Wednesday, July 17, 2024

The Solstice installation at Mount Auburn Cemetery in West Cambridge. (Photo: Tom Meek)

The season is upon us: the rush to buy gifts in time, parties galore, saccharine punch bowls, online order shipping woes and more. Here are a couple of ways to sit back, relax and smell the preverbal roses, which I guess in this case would be frankincense and cinnamon-scented pine cones.

Going on at Mount Auburn Cemetery, resting place of the Cabots, Oliver Wendell Holmes, Henry Wadsworth Longfellow and John Wilkes Booth’s brother, Edwin, among other historical names, is the annual Winter Solstice: Reflections of Winter Light (dates vary through Dec. 21; as of Thursday, all dates are sold out, but there are tales of people squeezing into previous sold-out Solstices), where you can walk through a series of engaging light displays set up amid the cemetery’s meticulously manicured horticulture and a riveting light show is projected upon the facade of the Bigelow Chapel, beautifully restored and updated before Covid.

The transformative illumination tour makes for near-psychedelic wonderment, and at some turns have a bit of a Disney Haunted House vibe to them. Lanterns are passed out to strollers to better see, and there are are plenty of staff with green and red lights to help show the way. Along the glowing paths and warmed by heat lamps are picnic tables adorned with spruce sprigs, Adirondack chairs with wool blankets and a cozy cafe stand to get cider, doughnuts and more, as well as a gift shop – pop-up pods that look like rustic tiny house setups.

Winter Solstice may technically be the time the earth is farthest from the sun, but more traditionally it’s a demarcation of change and reflection.
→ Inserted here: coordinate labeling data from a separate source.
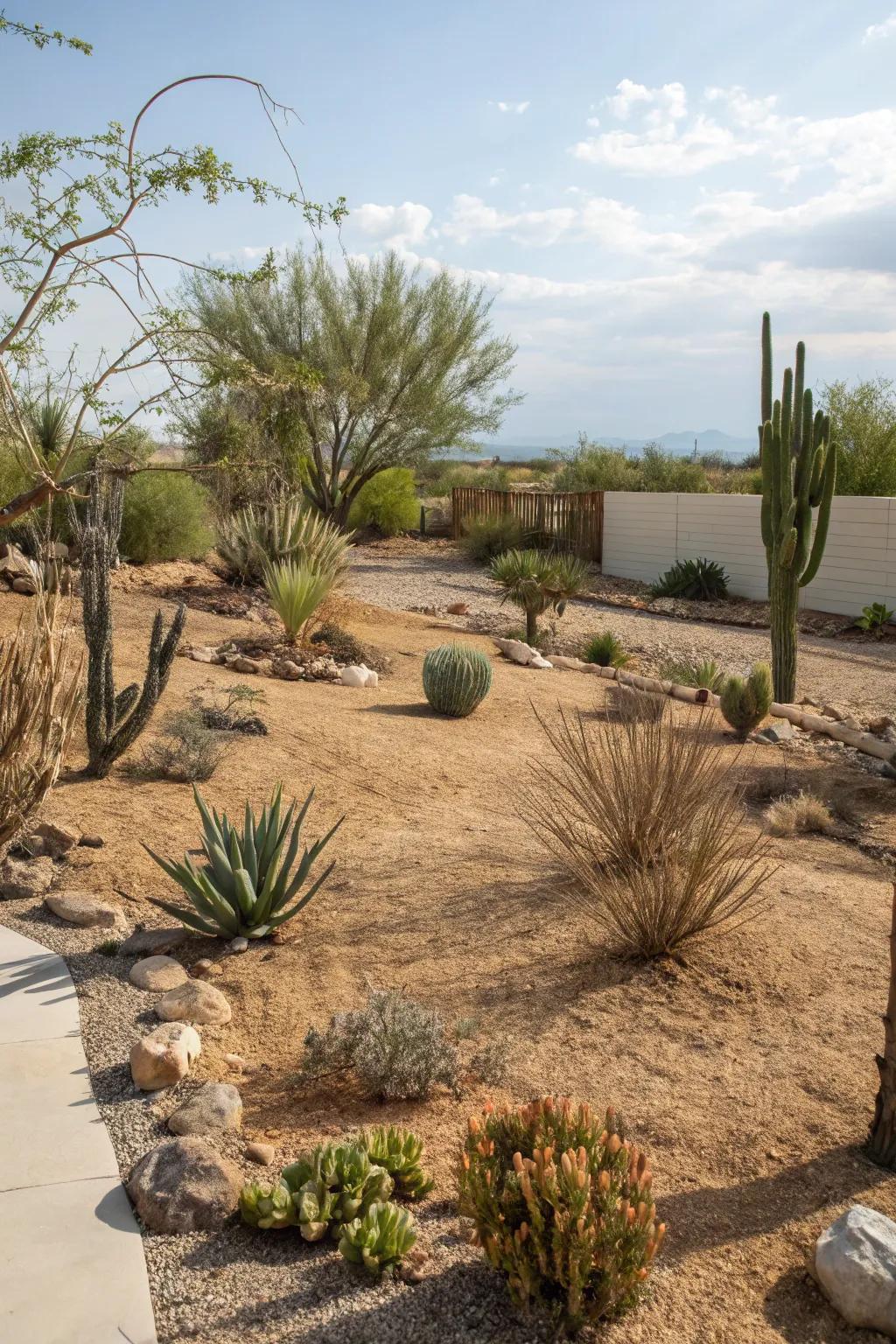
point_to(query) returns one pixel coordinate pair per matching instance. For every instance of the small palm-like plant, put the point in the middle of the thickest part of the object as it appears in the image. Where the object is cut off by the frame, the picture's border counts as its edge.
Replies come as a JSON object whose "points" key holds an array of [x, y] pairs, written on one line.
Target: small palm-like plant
{"points": [[248, 886], [537, 581], [296, 592], [606, 651]]}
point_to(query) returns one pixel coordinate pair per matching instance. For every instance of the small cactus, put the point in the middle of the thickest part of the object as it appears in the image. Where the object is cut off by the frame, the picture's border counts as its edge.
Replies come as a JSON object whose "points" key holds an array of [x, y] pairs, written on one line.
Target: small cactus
{"points": [[456, 679], [399, 1152], [381, 1239], [746, 704]]}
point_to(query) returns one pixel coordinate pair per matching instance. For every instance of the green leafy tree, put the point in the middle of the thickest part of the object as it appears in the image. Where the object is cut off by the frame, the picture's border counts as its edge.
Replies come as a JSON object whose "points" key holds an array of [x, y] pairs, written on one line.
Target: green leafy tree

Inside the chapel there’s a ceremony of lights in which people can take a candle into the main chamber, light it and take a moment of remembrance for those in their lives lost while listening to string players (violin, viola and bass) perform solo pieces and in concert.

The Winter Solstice program has been going on at Mount Auburn Cemetery for more than 30 years. Ticket are $30, which come with an admittance times from 5 through 8:30 p.m. Some dates have quiet times or are pay-what-you-can – but that’s largely a note to sock away for a year from now, when Solstice is likely to return.

The Maccabee Bar pop-up at Noir in Cambridge’s Harvard Square includes drinks such as the Jewish Christmas. (Photo: Tom Meek)

If you’re still in the festive mood and want to warm up with some Hanukkah eats, head to the Charles Hotel, where longtime cozy spot Noir hosts the Maccabee Bar pop-up. The concept was cooked up in 2018 by bartender Naomi Levy to do something a little off-center of Christmas, raising a glass to seasonal Jewish tradition without being too traditional. On the drink menu are cheeky spins such as the Jewish Christmas – a Chinese-accented spin on an Old Fashioned with sesame-infused rye and Szechuan peppercorns that comes with a movie cel clipped to the rim (because Chinese and a movie equals Jewish Christmas); the Hebrew Hammer, vodka with lemon and raspberry liqueur; the tequila-fueled Oy Wat a Night; Manischewitz Jell-O shots; and drinks with and without alcohol that include potato as a nod to the potato pancakes known as latkes.

Speaking of which: The food specials aren’t vast, but the centerpiece is most pointedly the “untraditional” latkes with traditional condiments (sour cream and dark, thick applesauce). Other intriguing prospects are the grilled scallion hummus, duck confit flatbread and a salmon burger. The pop-up runs every night through the end of the month.